Schunemunk Mountain

I grew up on a mountain (http://en.wikipedia.org/wiki/Schunemunk_Mountain) whose residences were initially summer only. My parents built their house here almost 40 years ago as one of the first year round homes. A little removed from its heyday the mountain has fallen into a bit of disrepair. My parents talked of movies at the community house and summers spent in the river fed "pool". It was a tight knit community (http://en.wikipedia.org/wiki/Mountain_Lodge_Park,_New_York) where people could spend christmas eve caroling. Summer residents would come up from NYC to spend their leisure hours hiking, horseback riding, or indulging in each others personalities.

By the time I was growing up the mountain had taken on a different persona. The pool was closed and a small park was put in its place, named after my grandfather (http://www.mlpghra.org/mcduffie-park/). The store closed down and the same sense of community faded. As a young child I conjured stories in my mind out of the fears of my parents. My neighbor had (still has) a 9ft tall wooden fence around his property and several disabled old vehicles. His pack of rottweilers would come screaming to the fence when anyone walked by. I was honestly afraid to travel to the end of my trail for fear of being consumed by Cerberus.

The mountain has a main (mostly paved) road and branching dirt trails where everyone lives. As long as I lived there I hardly went on the other trails being afraid of the "bad kids" who hung around late at night drinking. My fears of the woods were based not on fantasy or animals but on the evil that men do in the dark.

Occasionally the boy scout troop I was a part of would take a trip on some of the hiking trails on top of the mountain but I never ventured on them by myself. It wasn't until my last year in high school that I would take a trip to the topmost road on the mountain and follow a dirt service road to the communication towers on top. The view is of beautiful New England rolling hills and the distant Catskill mountain range.

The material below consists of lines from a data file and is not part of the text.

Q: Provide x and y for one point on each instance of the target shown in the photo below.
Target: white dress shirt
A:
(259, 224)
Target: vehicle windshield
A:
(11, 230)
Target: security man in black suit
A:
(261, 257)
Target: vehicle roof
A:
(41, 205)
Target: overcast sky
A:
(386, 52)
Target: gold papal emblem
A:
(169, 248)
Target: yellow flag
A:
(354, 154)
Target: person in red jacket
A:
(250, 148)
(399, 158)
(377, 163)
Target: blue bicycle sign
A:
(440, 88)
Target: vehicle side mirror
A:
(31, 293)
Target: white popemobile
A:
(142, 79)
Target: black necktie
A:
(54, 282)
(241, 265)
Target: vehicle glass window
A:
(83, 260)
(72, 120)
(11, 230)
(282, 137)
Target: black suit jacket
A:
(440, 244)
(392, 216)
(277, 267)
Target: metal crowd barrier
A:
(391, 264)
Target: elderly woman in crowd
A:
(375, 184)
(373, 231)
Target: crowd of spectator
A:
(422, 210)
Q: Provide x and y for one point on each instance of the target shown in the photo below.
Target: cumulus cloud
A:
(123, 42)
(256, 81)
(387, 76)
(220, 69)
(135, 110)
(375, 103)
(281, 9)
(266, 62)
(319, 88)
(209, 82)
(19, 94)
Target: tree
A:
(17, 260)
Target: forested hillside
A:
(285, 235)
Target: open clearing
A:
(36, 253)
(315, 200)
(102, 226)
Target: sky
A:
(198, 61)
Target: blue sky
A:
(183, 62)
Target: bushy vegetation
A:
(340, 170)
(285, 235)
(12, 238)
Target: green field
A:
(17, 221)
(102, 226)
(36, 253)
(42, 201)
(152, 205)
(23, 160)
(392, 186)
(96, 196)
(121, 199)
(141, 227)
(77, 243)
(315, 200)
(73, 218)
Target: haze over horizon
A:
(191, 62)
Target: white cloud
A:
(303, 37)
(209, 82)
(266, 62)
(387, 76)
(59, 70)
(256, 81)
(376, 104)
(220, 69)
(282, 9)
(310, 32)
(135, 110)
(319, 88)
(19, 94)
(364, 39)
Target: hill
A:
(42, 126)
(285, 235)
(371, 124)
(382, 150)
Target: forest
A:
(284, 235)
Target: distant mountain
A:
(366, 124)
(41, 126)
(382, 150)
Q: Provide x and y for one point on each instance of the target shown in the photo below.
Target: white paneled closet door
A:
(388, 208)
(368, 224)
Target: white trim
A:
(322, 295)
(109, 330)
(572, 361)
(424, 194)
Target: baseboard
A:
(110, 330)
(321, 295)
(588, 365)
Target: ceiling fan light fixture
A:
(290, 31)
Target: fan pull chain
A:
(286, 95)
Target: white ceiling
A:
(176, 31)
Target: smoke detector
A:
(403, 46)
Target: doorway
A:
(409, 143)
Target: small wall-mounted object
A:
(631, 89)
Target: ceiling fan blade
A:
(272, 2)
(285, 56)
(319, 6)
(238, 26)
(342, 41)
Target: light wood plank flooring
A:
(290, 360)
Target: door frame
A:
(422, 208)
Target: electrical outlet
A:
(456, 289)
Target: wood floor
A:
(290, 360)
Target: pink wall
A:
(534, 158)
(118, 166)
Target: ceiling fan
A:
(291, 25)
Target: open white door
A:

On my trip home for the holidays I decided to take a run up the same route and maybe explore some of the hiking trails that cross by the communication towers. I started off traveling to the base of the mountain where I would catch the school bus when I was young. On the first day of me having to bring myself down to the bus stop in the morning as a child I was so nervous that I called my mom crying and threw up all over the kitchen floor. My run down went much better than that.

The salt on the road was so thick I could taste it in the breeze from passing cars. I tagged the stone pillars and started up the same path I lugged school books up many years prior. The houses and forbidden trails slipped by benignly. Before I knew it I was up the last trail, up the service road, and taking in views. 20 minutes had realigned perceptions of where I had grown up. It could have been any other small climb in any of the other places I've run this year. It felt more impersonal without the intimacy of my childhood fear. Familiarity with myself changed the influence of the outside world.

My eyes followed the "ridge line" to an exposed outcropping of rocks, my feet followed. A short jaunt later I was chipping quartz out of the large conglomerate rocks that made up the feature. Without much fanfare I returned.

The trail I was on turned out to be part of the NY-NJ Long Path (http://www.nynjtc.org/region/long-path). Checking into it, seems like it would be a fun long journey some day on really hard trails. The path was overly marked in this section and much less gnarly than the blue hills or fells. Though, 95 miles of the path winds through the Catskills which sounds like it would take a couple of days. I wish I had spent more time in the woods when I was young, seeing how great the trail system was right in my own backyard.

I am much more confident in my ability to travel distances in the woods on foot, which reduces my fear of dying in the woods. There is so much to learn about mountaineering and wilderness survival and avalanche safety and a host of other things that will continue to reduce that fear. I certainly don't live on the edge but I feel undeservingly brazen at my current level of knowledge because my feet and will can carry me far.

That tiny bit of restraint is still there. Even on the well marked and well traveled trail I started on at the top of the mountain I felt as if I was breaking a thin sheet of safety in those first few steps of the unknown. The trail closes in behind you and and envelopes you in its lack of civility. The intersection of my childhood worries, my confidence and the safety of modern life was at the start of the trail.